Implications of Distance over Redistricting Maps: Central and Outlier Maps
This addresses the issue of partisan gerrymandering in representative democracy by providing a novel detection method, though it is incremental as it builds on existing ensemble analysis.
The paper tackles the problem of detecting gerrymandered redistricting maps by introducing a distance measure that does not rely on election results, and shows that this framework can identify widely considered gerrymandered maps as outliers compared to a large ensemble of valid maps.
In representative democracy, a redistricting map is chosen to partition an electorate into districts which each elects a representative. A valid redistricting map must satisfy a collection of constraints such as being compact, contiguous, and of almost-equal population. However, these constraints are loose enough to enable an enormous ensemble of valid redistricting maps. This enables a partisan legislature to gerrymander by choosing a map which unfairly favors it. In this paper, we introduce an interpretable and tractable distance measure over redistricting maps which does not use election results and study its implications over the ensemble of redistricting maps. Specifically, we define a central map which may be considered "most typical" and give a rigorous justification for it by showing that it mirrors the Kemeny ranking in a scenario where we have a committee voting over a collection of redistricting maps to be drawn. We include running time and sample complexity analysis for our algorithms, including some negative results which hold using any algorithm.

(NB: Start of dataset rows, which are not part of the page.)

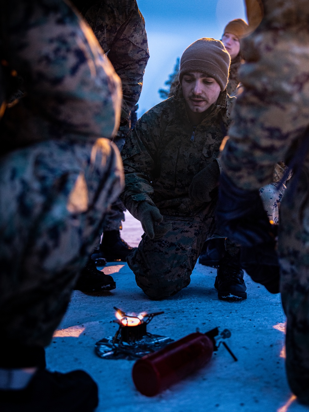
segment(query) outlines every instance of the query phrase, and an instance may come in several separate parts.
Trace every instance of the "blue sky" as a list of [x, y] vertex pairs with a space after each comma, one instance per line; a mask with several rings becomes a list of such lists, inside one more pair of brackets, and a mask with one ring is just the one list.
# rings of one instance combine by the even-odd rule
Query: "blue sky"
[[138, 102], [139, 116], [161, 101], [158, 90], [176, 59], [201, 37], [220, 39], [233, 19], [246, 19], [243, 0], [137, 0], [145, 19], [150, 55]]

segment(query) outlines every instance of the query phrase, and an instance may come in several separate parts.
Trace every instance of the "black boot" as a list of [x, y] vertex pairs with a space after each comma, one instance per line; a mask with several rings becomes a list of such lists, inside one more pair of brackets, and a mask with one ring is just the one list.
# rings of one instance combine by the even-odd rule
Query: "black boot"
[[199, 255], [199, 263], [205, 266], [218, 267], [219, 261], [224, 256], [224, 239], [211, 239], [206, 241]]
[[103, 232], [103, 239], [100, 245], [102, 257], [108, 262], [126, 261], [126, 258], [133, 248], [120, 237], [120, 231]]
[[105, 292], [116, 289], [116, 283], [111, 276], [98, 270], [94, 262], [89, 259], [80, 272], [74, 288], [84, 293]]
[[241, 300], [247, 299], [247, 289], [243, 280], [243, 271], [239, 265], [239, 253], [232, 256], [227, 252], [220, 259], [215, 287], [218, 297], [224, 300]]
[[82, 370], [39, 370], [25, 389], [0, 390], [1, 412], [92, 412], [98, 403], [96, 384]]
[[94, 262], [96, 266], [105, 266], [107, 263], [99, 249], [94, 249], [91, 255], [91, 258]]

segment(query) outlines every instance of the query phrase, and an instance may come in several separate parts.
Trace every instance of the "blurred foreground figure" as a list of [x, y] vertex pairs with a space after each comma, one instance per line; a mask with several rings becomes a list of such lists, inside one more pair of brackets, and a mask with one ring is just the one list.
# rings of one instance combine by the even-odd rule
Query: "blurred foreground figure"
[[122, 188], [120, 82], [62, 0], [1, 15], [0, 410], [92, 411], [94, 382], [46, 371], [44, 348]]
[[276, 162], [295, 164], [280, 209], [278, 253], [288, 379], [309, 405], [309, 9], [305, 0], [263, 4], [261, 24], [244, 40], [244, 90], [222, 153], [218, 222], [243, 245], [271, 252], [273, 228], [259, 189], [272, 181]]
[[[123, 98], [120, 127], [113, 140], [121, 151], [136, 122], [135, 106], [142, 91], [149, 58], [144, 18], [136, 0], [74, 0], [73, 2], [93, 30], [121, 80]], [[104, 264], [104, 259], [125, 262], [132, 250], [120, 235], [125, 210], [121, 201], [117, 199], [106, 214], [102, 243], [93, 256], [98, 265]]]

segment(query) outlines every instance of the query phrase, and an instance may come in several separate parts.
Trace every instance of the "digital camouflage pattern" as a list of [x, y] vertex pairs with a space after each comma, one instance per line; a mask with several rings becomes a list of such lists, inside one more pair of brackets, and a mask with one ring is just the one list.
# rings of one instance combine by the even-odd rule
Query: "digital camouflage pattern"
[[126, 183], [121, 198], [132, 214], [136, 215], [143, 201], [174, 216], [193, 216], [204, 207], [190, 201], [189, 187], [194, 176], [218, 157], [234, 100], [222, 92], [193, 138], [180, 86], [174, 97], [138, 121], [121, 152]]
[[127, 258], [138, 285], [153, 299], [172, 296], [187, 286], [205, 240], [224, 237], [215, 232], [215, 194], [211, 202], [198, 204], [190, 200], [188, 190], [195, 175], [218, 157], [234, 100], [222, 92], [193, 138], [178, 87], [174, 97], [142, 116], [126, 139], [121, 152], [125, 206], [137, 217], [138, 205], [145, 201], [159, 208], [164, 222], [172, 221], [172, 229], [161, 239], [152, 240], [144, 234]]
[[[188, 286], [205, 240], [224, 237], [216, 231], [216, 200], [205, 204], [191, 218], [164, 216], [163, 223], [171, 223], [171, 230], [157, 240], [144, 234], [138, 247], [128, 255], [138, 286], [150, 297], [173, 296]], [[239, 252], [232, 242], [226, 248], [230, 254]]]
[[[85, 4], [86, 2], [84, 2]], [[149, 58], [144, 18], [136, 0], [96, 1], [84, 14], [103, 50], [121, 79], [122, 119], [128, 119], [139, 98]], [[130, 131], [130, 124], [119, 128], [115, 143], [119, 150]], [[123, 204], [117, 200], [106, 216], [104, 231], [119, 230], [124, 220]]]
[[235, 96], [234, 93], [239, 82], [238, 78], [238, 69], [240, 65], [243, 63], [240, 54], [231, 61], [229, 73], [229, 81], [227, 86], [227, 94], [230, 96]]
[[12, 0], [1, 12], [3, 60], [26, 90], [1, 122], [2, 152], [68, 133], [80, 140], [115, 135], [120, 82], [87, 23], [56, 0]]
[[126, 119], [139, 98], [149, 58], [144, 18], [136, 0], [98, 2], [85, 18], [121, 79], [121, 117]]
[[[261, 24], [243, 41], [244, 91], [222, 159], [235, 184], [249, 190], [271, 181], [274, 165], [290, 159], [309, 125], [308, 2], [263, 3]], [[281, 203], [278, 249], [288, 379], [299, 401], [309, 405], [309, 154], [302, 167], [293, 198], [295, 176]]]
[[25, 91], [0, 122], [2, 336], [46, 346], [122, 187], [119, 152], [106, 138], [118, 128], [120, 82], [62, 0], [1, 8], [0, 90], [5, 97], [8, 67]]

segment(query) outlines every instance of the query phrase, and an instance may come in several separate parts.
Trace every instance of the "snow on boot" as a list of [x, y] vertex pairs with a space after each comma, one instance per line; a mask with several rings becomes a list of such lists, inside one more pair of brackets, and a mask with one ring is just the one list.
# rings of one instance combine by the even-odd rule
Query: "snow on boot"
[[111, 276], [98, 270], [94, 261], [89, 259], [80, 272], [74, 288], [84, 293], [105, 292], [116, 289], [116, 283]]
[[108, 262], [126, 261], [126, 258], [133, 248], [120, 237], [120, 231], [110, 230], [103, 233], [100, 250]]
[[239, 265], [239, 260], [238, 255], [232, 256], [227, 252], [220, 260], [215, 282], [219, 299], [235, 301], [247, 299], [243, 271]]
[[219, 261], [224, 256], [224, 239], [211, 239], [204, 243], [199, 263], [204, 266], [218, 267]]
[[98, 401], [96, 384], [82, 370], [40, 369], [24, 389], [0, 390], [1, 412], [92, 412]]

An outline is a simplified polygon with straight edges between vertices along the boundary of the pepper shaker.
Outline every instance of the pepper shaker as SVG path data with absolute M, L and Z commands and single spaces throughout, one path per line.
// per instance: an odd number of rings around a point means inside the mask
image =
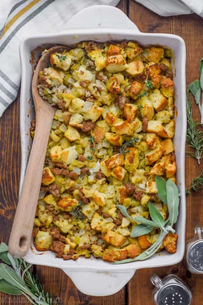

We further study outlier detection based on this distance measure and show that our framework can detect some gerrymandered maps. More precisely, we show some maps that are widely considered to be gerrymandered that lie very far away from our central maps in comparison to a large ensemble of valid redistricting maps. Since our distance measure does not rely on election results, this gives a significant advantage in gerrymandering detection which is lacking in all previous methods.